I find studying the etymology of words often brings awareness to the way societies shift meanings to suit cultural conventions. For instance, the word idiot is etymologically derived from the Greek word idiṓtēs, which literally means “a private person,” or “a person who does not take part in the affairs of the polis.” It is derived from the word ídios, meaning “of one’s own,” which is also the root of our English word idiosyncratic.
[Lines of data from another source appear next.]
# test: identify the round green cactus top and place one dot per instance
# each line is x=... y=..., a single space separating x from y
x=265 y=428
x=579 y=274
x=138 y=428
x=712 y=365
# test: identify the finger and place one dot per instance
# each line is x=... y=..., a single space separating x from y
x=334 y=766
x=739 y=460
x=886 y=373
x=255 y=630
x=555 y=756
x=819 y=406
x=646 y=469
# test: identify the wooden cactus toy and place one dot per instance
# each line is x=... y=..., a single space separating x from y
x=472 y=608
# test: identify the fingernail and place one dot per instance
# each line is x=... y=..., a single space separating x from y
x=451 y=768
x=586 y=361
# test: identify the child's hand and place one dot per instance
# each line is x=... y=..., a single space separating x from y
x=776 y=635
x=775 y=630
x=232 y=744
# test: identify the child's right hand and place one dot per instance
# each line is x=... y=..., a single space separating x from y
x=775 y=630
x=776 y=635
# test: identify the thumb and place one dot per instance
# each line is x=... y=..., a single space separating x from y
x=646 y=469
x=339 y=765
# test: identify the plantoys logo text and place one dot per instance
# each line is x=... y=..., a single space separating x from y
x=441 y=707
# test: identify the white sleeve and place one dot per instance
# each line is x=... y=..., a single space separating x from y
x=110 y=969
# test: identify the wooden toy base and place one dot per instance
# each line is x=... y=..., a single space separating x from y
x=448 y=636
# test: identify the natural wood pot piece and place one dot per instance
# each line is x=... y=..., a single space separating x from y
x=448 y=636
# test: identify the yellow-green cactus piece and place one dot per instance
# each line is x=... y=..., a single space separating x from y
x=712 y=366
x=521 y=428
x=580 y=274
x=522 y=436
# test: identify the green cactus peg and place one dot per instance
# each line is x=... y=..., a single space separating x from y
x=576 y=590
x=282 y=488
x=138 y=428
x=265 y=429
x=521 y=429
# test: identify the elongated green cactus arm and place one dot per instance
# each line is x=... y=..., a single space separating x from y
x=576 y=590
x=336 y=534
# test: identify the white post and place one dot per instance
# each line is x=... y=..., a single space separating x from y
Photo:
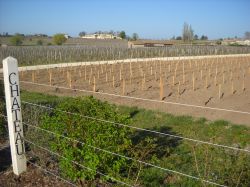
x=13 y=106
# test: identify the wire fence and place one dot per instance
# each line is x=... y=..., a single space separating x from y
x=84 y=167
x=113 y=180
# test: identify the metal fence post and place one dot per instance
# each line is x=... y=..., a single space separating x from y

The word idiṓtēs originally had no bearing whatsoever on the intelligence of a person. It merely indicated that they did not take part in public affairs. In other words, a person who went their own way. This did not sit well with ancient Athenians who thought it was a civic duty to be involved in the political arena. It was actually a requirement, and a person could be fined for not participating. So, the word idiṓtēs began to take on a negative connotation
In later times, the word idiṓtēs passed on into Latin as idiota. In Latin, the word acquired strongly unfavorable connotations and became synonymous with “ignorant person.” Eventually, the word passed from Latin into French as idiote and from French into Middle English as idiot. It was in Middle English that the word finally fully acquired the meaning it has today.
I think any of us sincerely interested in following the Buddhist path, especially in the West, has to be an idiot in the original sense of the word. We are going our own way, often without the understanding of our families and friends. A true spiritual practitioner often appears the fool for the sake of their highest aspirations.
In many ancient societies, the village idiot was highly regarded as one who called into question societal norms. Sometime in the ninth century, Padamasambhava prophesied that during future times truly sane people would be considered insane and insane people would be in charge. Maybe the world could do with a few more sane idiots—a few more buddhas.